Interview mit Clemens von Wedemeyer

"The Beginning, Living Figures Dying", 2013
Clemens von Wedemeyer
Istituto Luce, used by permission

Skulpturen spielen in Clemens von Wedemeyers Ausstellung „Cast Behind You The Bones Of Your Mother“ in der Berliner Galerie KOW eine zentrale Rolle.

Aus Erde, Lehm, Ton und sonstigen Materialien von Menschenhand geformt, in Tempeln aufgerichtet, sind sie der Anbetung und Andacht bestimmt. Die auratische Dimension ihrer plastischen Matrix lässt sie bis heute zur Projektionsfläche zahlreicher Verlebendigungsmythen und Geschichten werden, die bis zu den Statuen und Tempeln führen, die der IS aktuell in Syrien zerstört. 

Wedemeyer begegnet ihnen im Medium des Films, die Skulpturen werden dabei zum Politikum. Wenn der Künstler beim Gang durch seine Ausstellung beginnt über Geschichte zu sprechen, werden seine Gesten ausladender und seine Sprache schneller. Man merkt, es geht ihm nicht darum, etwas nachzuerzählen, sondern darum, verstehen zu wollen – wie und warum die Welt um uns herum so ist, wie sie ist, und: wie wir sie verändern können.

 

Marie-France Rafael: Die Gesamtinszenierung deiner Ausstellung ist sehr filmisch. War es deine Absicht, dass der Betrachter durch die dreistöckige Galerie wie durch ein Filmset läuft? 

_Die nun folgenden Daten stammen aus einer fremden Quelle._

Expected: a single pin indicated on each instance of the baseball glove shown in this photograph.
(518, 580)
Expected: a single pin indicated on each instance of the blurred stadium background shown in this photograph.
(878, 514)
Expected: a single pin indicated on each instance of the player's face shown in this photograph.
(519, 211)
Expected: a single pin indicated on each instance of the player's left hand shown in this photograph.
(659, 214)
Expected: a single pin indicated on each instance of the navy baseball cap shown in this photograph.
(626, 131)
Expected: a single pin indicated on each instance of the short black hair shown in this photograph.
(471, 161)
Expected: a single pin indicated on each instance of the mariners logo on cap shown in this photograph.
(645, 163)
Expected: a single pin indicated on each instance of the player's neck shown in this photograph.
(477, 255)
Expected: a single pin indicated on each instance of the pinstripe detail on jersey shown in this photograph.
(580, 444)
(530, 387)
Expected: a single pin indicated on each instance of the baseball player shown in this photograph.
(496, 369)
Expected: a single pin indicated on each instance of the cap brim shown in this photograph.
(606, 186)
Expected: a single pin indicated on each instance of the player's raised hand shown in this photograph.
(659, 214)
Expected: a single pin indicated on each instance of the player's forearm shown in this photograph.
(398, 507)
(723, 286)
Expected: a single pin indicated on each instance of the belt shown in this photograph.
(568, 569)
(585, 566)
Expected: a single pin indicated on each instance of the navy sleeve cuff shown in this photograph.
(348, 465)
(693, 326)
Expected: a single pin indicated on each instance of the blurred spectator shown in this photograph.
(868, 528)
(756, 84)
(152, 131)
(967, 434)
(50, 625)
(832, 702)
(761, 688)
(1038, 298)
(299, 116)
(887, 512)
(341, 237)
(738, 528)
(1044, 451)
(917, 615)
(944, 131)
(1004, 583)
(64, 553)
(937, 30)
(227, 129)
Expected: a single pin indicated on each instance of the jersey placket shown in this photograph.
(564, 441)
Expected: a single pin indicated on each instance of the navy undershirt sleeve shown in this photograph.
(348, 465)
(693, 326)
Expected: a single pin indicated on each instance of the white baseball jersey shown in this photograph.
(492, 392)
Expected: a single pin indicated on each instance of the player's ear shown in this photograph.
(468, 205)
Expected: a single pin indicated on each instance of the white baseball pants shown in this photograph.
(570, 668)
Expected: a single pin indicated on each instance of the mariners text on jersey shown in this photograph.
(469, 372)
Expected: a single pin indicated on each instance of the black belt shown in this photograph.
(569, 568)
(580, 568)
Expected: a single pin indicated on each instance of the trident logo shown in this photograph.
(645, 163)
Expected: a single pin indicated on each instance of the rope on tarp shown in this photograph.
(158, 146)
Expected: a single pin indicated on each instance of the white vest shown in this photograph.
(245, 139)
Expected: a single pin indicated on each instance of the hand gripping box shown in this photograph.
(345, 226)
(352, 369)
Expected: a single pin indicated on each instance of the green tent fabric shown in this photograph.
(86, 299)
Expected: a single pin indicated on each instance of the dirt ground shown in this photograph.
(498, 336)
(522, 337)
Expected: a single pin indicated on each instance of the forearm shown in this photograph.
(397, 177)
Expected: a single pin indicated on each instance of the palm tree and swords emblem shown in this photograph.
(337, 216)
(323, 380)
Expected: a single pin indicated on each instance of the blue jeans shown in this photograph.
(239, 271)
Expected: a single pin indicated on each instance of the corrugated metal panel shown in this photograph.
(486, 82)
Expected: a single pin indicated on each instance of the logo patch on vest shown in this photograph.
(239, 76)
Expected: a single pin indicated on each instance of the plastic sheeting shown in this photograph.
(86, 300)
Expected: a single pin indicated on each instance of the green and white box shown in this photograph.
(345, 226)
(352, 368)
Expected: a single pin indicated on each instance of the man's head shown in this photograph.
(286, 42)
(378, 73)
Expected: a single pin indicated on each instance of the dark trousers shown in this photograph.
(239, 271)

Clemens von Wedemeyer: Ja. Eine Atmosphäre in einer Ausstellung zu konzipieren, ist vergleichbar mit einem Film. Ich wollte verschiedene Szenen schaffen, die unterschiedliche Blickwinkel wiedergeben, wie auch je nach Positionierung im Raum ein immer neues Bild entstehen kann. In diesem Sinn wird die Ausstellung vielleicht zu einem begehbaren Kino des gelösten Materials. Der Betrachter kann es neu zusammensetzen.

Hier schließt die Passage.